Since PPARγ agonists upregulated HGF expression and HGF inhibited FN expression, we investigated the role of c-Met activated by HGF. Numerous studies have demonstrated that activation of c-Met, which results in the binding and phosphorylation of adaptor proteins and the subsequent activation of signal transducers, is involved in cell growth, cell survival, angiogenesis, cell motility, and migration. In this study, HGF dramatically induced phosphorylation of c-MET at both pY1230/1234/1235 and pY1003. Consistent with a previous study (4), we also found that 15d-PGJ2 activates c-Met phosphorylation, indicating that HGF levels secreted by 15d-PGJ2 were high enough for activation. PHA-665752, a selective small molecule inhibitor of c-Met, produced a dose-dependent reduction of these tyrosine phosphorylations. This is one of the first studies to show that HGF activates phosphorylation of c-Met in HPMCs, and that this activation can be blocked by PHA-665752.

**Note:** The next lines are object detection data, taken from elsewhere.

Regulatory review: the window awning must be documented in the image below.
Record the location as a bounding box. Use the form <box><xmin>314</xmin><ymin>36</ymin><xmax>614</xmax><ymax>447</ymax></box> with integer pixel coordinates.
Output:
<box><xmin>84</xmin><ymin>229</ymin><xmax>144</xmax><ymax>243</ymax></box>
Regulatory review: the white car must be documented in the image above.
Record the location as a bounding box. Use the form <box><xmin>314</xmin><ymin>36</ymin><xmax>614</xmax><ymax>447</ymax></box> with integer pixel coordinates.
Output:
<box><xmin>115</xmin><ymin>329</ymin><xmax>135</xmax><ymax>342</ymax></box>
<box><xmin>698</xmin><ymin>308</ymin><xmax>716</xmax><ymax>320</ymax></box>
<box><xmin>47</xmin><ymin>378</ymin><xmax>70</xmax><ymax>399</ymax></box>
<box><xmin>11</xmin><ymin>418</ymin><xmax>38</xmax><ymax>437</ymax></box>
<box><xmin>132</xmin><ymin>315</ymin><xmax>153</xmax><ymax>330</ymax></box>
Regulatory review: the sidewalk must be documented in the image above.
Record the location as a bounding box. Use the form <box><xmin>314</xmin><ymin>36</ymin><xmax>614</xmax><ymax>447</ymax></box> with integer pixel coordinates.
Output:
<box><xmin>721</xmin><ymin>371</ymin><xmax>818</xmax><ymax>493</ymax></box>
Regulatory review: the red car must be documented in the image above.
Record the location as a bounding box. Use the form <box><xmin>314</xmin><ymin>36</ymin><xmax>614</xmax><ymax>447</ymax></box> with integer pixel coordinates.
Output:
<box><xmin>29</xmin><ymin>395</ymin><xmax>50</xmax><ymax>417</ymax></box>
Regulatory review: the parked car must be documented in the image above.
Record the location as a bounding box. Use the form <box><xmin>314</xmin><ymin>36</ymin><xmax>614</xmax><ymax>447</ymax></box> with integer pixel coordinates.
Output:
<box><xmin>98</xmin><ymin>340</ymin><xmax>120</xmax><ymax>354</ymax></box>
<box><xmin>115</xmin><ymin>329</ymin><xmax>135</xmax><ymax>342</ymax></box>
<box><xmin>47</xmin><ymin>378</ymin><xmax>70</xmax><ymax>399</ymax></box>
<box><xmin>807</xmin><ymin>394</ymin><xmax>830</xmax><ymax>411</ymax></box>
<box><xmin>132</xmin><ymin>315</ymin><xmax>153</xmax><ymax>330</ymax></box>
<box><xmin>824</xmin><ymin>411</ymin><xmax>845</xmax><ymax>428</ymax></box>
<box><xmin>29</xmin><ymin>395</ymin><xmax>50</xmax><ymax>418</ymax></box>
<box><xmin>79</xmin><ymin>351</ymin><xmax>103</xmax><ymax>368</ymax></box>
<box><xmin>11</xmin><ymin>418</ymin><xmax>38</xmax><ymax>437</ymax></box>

Finally, this study investigated whether the antifibrotic effect of 15d-PGJ2 is mediated by HGF. Our findings suggest the possibility that HGF contributes to the effect of 15d-PGJ2. Although the mechanism of this action must be considered, there are few studies on the signaling pathways between Ang II and FN. One possibility is that the antifibrotic effect may contribute to inhibiting TGF-β1. TGF-β1 is the major profibrotic factor and is thus likely to be involved in the accumulation of ECM, such as FN, laminin, and collagen. Indeed, the beneficial action of HGF against TGF-β1 was shown in a previous report (11). We examined whether 15d-PGJ2 reduces Ang II-induced TGF-β1 mRNA and protein expression, resulting in a significant decrease at 24 h (data not shown); however, we could not find a significant difference in less than 24 h, which seems to be a little too late to accumulate FN. Alternatively, TGF-β1-independent signal transduction pathways, such as protein kinase C, protein tyrosine kinases, mitogen-activating protein kinases (MAPK), extracellular signal-regulated kinase (ERK), c-Jun amino terminal kinase (JNK) and p38 MAPK, may be involved (17). We previously reported that Ang II-induced FN expression is mediated by the activation of ERK1/2 and p38 MAPK (5), but not JNK (9). Guo et al. reported that 15d-PGJ2 significantly inhibits TGF-β1-induced phosphorylation of ERK1/2 and p38 MAPK. Likewise, the antifibrotic effects of HGF via ERK1/2 have been noted (25), but there are no published accounts regarding p38 MAPK. The contribution of p38 MAPK to the action of HGF has apparently gone unnoticed. Altogether, it is assumed that 15d-PGJ2-induced HGF might not regulate the activation of p38 MAPK, which leads to our result that the inhibitory effect of PHA-665752 was insufficient.